L'ascenseur social est momentanément indisponible
Restent donc dans ces cités ceux qui n'ont pas les moyens de gravir
l'échelle sociale vers le statut de propriétaire. Dans le même
temps,
poursuit-il, les deux choc pétrolier et les
transformations du système de production, en un mot, le passage au
post-fordisme, c'est à dire un chômage de masse combiné à une précarisation des
statuts, vont toucher très durement les populations qui restent dans ces
quartiers. Elles s'appauvrissent et se précarisent. Et notamment les
jeunes.
Une cassure a lieu dans ces années de crise. On peut distinguer un
avant
et un après
. Avant, un fils d'ouvrier devenait
ouvrier. En intégrant l'usine, un jeune intégrait aussi un mode vie, des normes
et des valeurs, qui incluaient d'ailleurs la résistance syndicale.

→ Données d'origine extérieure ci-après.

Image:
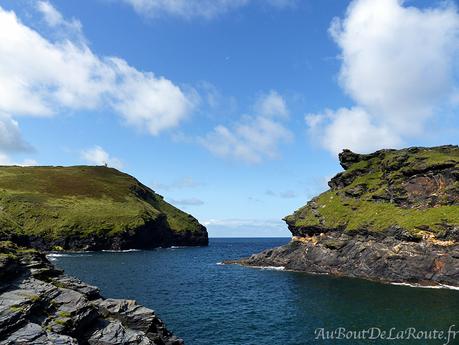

Pour pénible qu'il soit, cet état de fait avait l'avantage de rendre la société
cohérente. Par ailleurs, le statut de l'ouvrier en France n'a pas été un statut
d'esclave puisque le régime politique d'après-guerre a mis en place une large
reconnaissance de la pénibilité du travail (au travers des régimes spéciaux par
exemple) et un système social plus juste. Mais à partir des années 1970,
les fils d'ouvriers deviendront de moins en moins des ouvriers. D'abord
en raison chômage de masse qui les affecte, ensuite parce que dans le même
temps, on a prolongé dans le système scolaire les enfants des classes
populaires. C'est une massification de l'enseignement, ce qui ne signifie pas
pour autant démocratisation. La première réponse du gouvernement socialiste en
1981 au problème du chômage des jeunes, c'est le prolongement scolaire. C'est
un marché de dupes parce que cette prolongation ne change pas la donne. Là où
le bac était une chose très importante dans les années 1960, si tout le monde a
le bac dans les années 1980, ça ne vaut plus rien.
Les années 80 voient donc une remise en cause du système scolaire, qui ne tient plus ses promesses d'ascenseur social. L'école ne transforme plus la société, son autorité n'est plus reconnue par les élèves qui la fréquentent. Circonstance aggravante : les filières techniques et professionnalisantes de l'Éducation Nationale se transforment en filières poubelles dans lesquelles sont orientés les jeunes en échec.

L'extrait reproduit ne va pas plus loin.